Once the manure goes into the digester, it sits in the oxygen-free environment while bacteria break it down for almost a month. The resulting methane is pumped into a generator, which uses the gas to create electricity. This electricity gets sent to the power grid. However much electricity Alliance produces, that much is removed from the dairy’s energy bill, saving the dairy money.
Henderson said when the generator is running, it produces enough electricity to power 425 homes. But the generator often isn’t running.
“We just continue to have challenges related to the generator, in one thing will break and then we’ll fix it, and then, ‘Oh darn, something else broke,’” she said.
Henderson said the primary reason for all the malfunctions is that the gas produced from digesting cow manure is full of other materials, so it’s not pure.
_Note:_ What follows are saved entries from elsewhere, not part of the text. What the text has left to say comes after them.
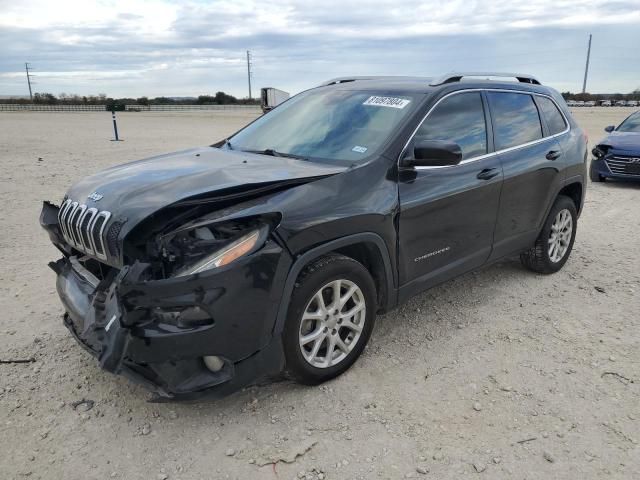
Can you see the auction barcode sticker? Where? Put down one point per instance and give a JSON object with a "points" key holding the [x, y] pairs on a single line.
{"points": [[392, 102]]}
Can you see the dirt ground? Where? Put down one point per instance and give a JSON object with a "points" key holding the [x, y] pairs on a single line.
{"points": [[498, 374]]}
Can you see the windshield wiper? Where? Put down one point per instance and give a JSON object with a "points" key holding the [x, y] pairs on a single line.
{"points": [[274, 153]]}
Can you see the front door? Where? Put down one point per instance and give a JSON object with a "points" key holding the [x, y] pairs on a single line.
{"points": [[448, 214]]}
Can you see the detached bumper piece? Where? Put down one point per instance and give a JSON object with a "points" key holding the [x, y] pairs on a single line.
{"points": [[158, 333]]}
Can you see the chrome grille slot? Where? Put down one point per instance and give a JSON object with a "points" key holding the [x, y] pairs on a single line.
{"points": [[624, 165], [84, 228]]}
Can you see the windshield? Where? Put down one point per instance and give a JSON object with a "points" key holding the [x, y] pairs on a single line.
{"points": [[329, 124], [631, 124]]}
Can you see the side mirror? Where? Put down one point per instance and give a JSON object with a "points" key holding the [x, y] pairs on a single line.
{"points": [[434, 153]]}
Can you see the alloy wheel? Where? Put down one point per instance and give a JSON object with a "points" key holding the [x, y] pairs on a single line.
{"points": [[560, 236], [332, 323]]}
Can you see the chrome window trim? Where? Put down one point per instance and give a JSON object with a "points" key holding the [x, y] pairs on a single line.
{"points": [[497, 152]]}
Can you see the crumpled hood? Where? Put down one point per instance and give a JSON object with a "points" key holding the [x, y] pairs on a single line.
{"points": [[137, 189], [622, 141]]}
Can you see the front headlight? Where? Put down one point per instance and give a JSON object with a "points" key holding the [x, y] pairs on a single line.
{"points": [[225, 255]]}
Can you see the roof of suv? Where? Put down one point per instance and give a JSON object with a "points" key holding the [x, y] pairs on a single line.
{"points": [[424, 84]]}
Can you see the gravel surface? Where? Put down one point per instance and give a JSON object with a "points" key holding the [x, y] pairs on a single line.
{"points": [[498, 374]]}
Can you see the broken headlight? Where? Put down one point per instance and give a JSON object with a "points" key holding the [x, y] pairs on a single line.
{"points": [[200, 246], [223, 256]]}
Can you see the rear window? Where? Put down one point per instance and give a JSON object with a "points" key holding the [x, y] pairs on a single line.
{"points": [[515, 117], [553, 117]]}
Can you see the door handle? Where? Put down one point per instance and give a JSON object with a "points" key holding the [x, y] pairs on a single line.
{"points": [[553, 155], [487, 174]]}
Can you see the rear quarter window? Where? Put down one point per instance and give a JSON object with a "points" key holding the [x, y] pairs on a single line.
{"points": [[553, 117], [515, 117]]}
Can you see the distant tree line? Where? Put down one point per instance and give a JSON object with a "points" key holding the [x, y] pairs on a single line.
{"points": [[635, 95], [220, 98]]}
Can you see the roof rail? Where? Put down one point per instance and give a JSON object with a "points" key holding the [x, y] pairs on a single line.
{"points": [[456, 77], [335, 81]]}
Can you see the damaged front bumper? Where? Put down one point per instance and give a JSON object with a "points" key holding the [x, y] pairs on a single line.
{"points": [[130, 324]]}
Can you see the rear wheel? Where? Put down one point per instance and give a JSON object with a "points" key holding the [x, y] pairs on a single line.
{"points": [[330, 319], [555, 242]]}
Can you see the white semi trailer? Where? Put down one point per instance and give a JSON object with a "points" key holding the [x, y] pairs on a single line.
{"points": [[272, 97]]}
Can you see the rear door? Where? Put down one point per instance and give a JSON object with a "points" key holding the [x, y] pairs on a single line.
{"points": [[448, 214], [532, 162]]}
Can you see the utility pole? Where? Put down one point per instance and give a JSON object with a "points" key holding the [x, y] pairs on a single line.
{"points": [[26, 67], [249, 71], [586, 68]]}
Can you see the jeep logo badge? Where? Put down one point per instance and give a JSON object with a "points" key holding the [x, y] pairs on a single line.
{"points": [[95, 196]]}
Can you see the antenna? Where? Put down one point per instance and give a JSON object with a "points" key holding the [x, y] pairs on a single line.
{"points": [[249, 71], [26, 67], [586, 67]]}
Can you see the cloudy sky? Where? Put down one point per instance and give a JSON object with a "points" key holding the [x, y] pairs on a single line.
{"points": [[183, 48]]}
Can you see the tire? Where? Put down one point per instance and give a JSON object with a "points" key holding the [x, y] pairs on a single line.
{"points": [[540, 258], [307, 318]]}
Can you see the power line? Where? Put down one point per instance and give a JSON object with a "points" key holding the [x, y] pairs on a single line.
{"points": [[586, 67], [26, 67], [249, 71]]}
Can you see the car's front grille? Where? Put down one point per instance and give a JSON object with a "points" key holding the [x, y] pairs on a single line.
{"points": [[623, 165], [83, 228]]}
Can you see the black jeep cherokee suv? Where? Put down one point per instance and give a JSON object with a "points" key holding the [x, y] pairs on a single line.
{"points": [[273, 250]]}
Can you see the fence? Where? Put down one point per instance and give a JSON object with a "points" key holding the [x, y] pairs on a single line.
{"points": [[180, 108], [8, 107]]}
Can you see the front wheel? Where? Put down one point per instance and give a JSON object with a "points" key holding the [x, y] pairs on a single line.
{"points": [[330, 319], [555, 242]]}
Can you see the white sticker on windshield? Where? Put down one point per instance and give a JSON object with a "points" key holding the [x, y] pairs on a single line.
{"points": [[392, 102]]}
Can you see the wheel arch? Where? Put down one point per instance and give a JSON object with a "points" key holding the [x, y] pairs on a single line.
{"points": [[367, 248], [575, 191]]}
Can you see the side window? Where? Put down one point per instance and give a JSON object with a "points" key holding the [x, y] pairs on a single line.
{"points": [[552, 115], [515, 118], [460, 119]]}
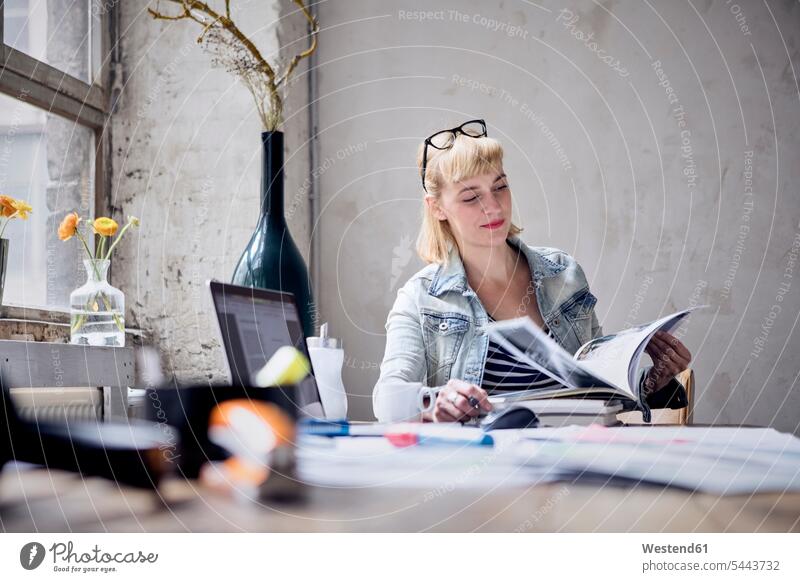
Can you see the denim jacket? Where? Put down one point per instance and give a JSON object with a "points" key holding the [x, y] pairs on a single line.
{"points": [[436, 328]]}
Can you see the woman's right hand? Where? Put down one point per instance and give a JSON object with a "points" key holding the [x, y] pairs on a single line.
{"points": [[452, 403]]}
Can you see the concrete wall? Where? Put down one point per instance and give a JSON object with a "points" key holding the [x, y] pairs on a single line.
{"points": [[668, 165], [186, 160]]}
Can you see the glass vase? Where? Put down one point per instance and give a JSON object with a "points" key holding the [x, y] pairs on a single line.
{"points": [[97, 310]]}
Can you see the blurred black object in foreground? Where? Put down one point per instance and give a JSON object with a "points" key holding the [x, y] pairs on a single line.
{"points": [[129, 453], [188, 410]]}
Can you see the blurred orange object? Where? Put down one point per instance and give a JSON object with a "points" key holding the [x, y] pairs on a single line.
{"points": [[250, 431]]}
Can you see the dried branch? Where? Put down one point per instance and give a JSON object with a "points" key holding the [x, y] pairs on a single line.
{"points": [[233, 50]]}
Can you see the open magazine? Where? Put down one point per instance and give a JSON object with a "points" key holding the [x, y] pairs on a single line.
{"points": [[605, 367]]}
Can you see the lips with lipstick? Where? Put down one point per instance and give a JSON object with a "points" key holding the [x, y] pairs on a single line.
{"points": [[493, 225]]}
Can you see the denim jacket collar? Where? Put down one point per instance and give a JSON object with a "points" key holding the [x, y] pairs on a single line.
{"points": [[453, 277]]}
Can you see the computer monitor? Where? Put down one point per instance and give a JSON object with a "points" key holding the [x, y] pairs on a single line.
{"points": [[253, 324]]}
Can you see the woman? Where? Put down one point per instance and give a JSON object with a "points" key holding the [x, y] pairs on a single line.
{"points": [[479, 270]]}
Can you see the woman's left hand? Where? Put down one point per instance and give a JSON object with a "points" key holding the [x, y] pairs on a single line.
{"points": [[670, 358]]}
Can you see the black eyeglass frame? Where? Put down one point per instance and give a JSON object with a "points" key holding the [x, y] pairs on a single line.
{"points": [[455, 131]]}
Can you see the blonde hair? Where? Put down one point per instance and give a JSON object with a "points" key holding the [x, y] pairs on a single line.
{"points": [[468, 157]]}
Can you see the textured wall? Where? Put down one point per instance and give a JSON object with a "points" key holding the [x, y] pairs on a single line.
{"points": [[186, 159], [655, 141]]}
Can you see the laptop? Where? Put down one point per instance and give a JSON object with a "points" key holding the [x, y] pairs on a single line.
{"points": [[253, 324]]}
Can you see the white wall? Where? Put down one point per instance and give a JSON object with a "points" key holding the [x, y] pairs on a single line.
{"points": [[594, 157], [187, 161]]}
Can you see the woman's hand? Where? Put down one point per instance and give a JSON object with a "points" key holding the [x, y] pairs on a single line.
{"points": [[453, 402], [670, 358]]}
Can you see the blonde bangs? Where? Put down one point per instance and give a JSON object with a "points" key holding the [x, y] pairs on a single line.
{"points": [[468, 157]]}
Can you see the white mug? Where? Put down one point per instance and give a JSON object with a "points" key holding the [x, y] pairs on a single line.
{"points": [[403, 401]]}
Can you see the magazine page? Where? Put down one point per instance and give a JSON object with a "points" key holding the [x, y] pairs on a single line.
{"points": [[617, 356], [525, 340]]}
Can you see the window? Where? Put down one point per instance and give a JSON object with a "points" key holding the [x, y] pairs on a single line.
{"points": [[53, 113]]}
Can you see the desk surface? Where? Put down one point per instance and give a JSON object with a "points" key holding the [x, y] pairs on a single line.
{"points": [[54, 501]]}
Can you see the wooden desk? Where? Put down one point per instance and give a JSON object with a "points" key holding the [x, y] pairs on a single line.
{"points": [[38, 500]]}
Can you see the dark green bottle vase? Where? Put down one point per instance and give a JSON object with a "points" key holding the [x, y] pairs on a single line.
{"points": [[271, 259]]}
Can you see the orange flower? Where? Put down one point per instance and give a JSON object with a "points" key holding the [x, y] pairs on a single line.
{"points": [[69, 226], [105, 226], [6, 205]]}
Running this dirty gas through a generator can cause the machine’s parts to wear out quicker.
This constant repair can be expensive. Henderson said the dairy paid $40,000 for a replacement part on the generator that got there 6 months later. During that time, Alliance had to burn the methane that the digester generated instead of generating electricity.
Add on top of this the initial investment to build the system. Henderson said in 2011, the cost of building Alliance’s digester was $8 million. A government grant covered 30% of that, but the rest was a cost that Alliance had to pay upfront. This is a cost that many smaller dairies simply can’t afford by themselves.
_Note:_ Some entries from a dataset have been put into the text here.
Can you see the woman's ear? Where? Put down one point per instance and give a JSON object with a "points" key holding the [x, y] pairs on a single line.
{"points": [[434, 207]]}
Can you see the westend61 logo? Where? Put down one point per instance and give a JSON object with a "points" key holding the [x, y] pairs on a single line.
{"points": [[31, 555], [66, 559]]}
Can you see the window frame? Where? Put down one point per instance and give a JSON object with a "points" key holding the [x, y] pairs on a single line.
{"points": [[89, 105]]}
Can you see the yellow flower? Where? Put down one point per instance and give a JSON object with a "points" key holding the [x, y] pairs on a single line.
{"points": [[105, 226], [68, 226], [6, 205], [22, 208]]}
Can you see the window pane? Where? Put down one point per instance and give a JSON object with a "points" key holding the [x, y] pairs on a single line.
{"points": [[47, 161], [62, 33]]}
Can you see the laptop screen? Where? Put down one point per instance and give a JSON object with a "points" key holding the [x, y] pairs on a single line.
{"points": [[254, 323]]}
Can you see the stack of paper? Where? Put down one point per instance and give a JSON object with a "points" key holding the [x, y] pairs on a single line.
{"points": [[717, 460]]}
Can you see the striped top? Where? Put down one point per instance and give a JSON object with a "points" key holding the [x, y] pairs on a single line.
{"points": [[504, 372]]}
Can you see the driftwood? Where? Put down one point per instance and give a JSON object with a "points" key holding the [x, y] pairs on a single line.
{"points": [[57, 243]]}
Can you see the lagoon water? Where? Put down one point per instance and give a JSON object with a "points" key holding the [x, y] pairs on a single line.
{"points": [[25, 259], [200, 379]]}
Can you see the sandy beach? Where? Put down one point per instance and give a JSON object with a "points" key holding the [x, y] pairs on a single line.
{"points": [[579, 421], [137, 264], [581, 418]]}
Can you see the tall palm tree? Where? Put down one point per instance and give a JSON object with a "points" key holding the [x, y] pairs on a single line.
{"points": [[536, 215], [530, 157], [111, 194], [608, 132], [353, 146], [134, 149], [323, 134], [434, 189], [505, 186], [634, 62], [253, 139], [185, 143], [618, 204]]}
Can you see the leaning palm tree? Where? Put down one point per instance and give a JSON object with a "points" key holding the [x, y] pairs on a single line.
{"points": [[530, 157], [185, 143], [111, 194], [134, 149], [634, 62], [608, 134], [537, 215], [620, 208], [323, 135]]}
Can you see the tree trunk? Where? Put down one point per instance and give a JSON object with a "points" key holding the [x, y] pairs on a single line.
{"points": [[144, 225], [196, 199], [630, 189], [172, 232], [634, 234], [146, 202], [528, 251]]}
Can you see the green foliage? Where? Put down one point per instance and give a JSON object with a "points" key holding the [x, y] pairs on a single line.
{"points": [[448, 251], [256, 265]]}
According to the EPA’s AgSTAR anaerobic digester database, there are 294 anaerobic digesters that operate on dairy-only farms in the U.S. Of those, only 88 received at least partial USDA funding for construction. This doesn’t include state or local programs, but it’s still only about 30% coverage.
Henderson said one goal for the digester when it was built in 2011 was for the electricity generated to fully pay for the cost of the construction in 10 years. But with the constant costly repairs, she said that hasn’t happened yet.
Moving forward, Alliance has partnered with TECO Peoples Gas, a natural gas distribution utility that serves almost 425,000 customers in Florida, to build a biogas conditioning facility. This will clean the methane and turn it into natural gas, which will then be pumped onto an interstate pipeline. That gas can theoretically be used for energy all over the country. This can actually make the farm more money.
Bottcher says California has a carbon credit program that will pay dairies for their natural gas. And as long as Alliance’s gas could theoretically go to California, the California government will give Alliance these credits.
Despite installing a system that reduces methane emissions on her farm, Henderson is skeptical about the environmentalism movement.
“The farmer has to be incentivized to do it, because if it doesn’t improve his financials, there’s not gonna be any incentive to do it. Because sustainability, you got to be profitable to be sustainable,” she said.
Henderson hopes that once the natural gas infrastructure is in place at Alliance, that profit will start to show up.
Besides anaerobic digestion, University of Florida researchers are working on another way to reduce methane emissions from livestock. Juan Vargas is a PhD student with UF’s Institute of Food and Agricultural Sciences. He is working with a team of researchers exploring food alternatives and additives to reduce the methane produced inside the cow.
He said some of these experimental feeds show promising preliminary results. “Red algae shows a 60-80% reduction of methane in the rumen,” Vargas said. Other feed alternatives include nitrates and essential oils, which reduce methane by 30% and 10% respectively.
However, more research still has to be done to make sure the additives are safe for both cows and humans.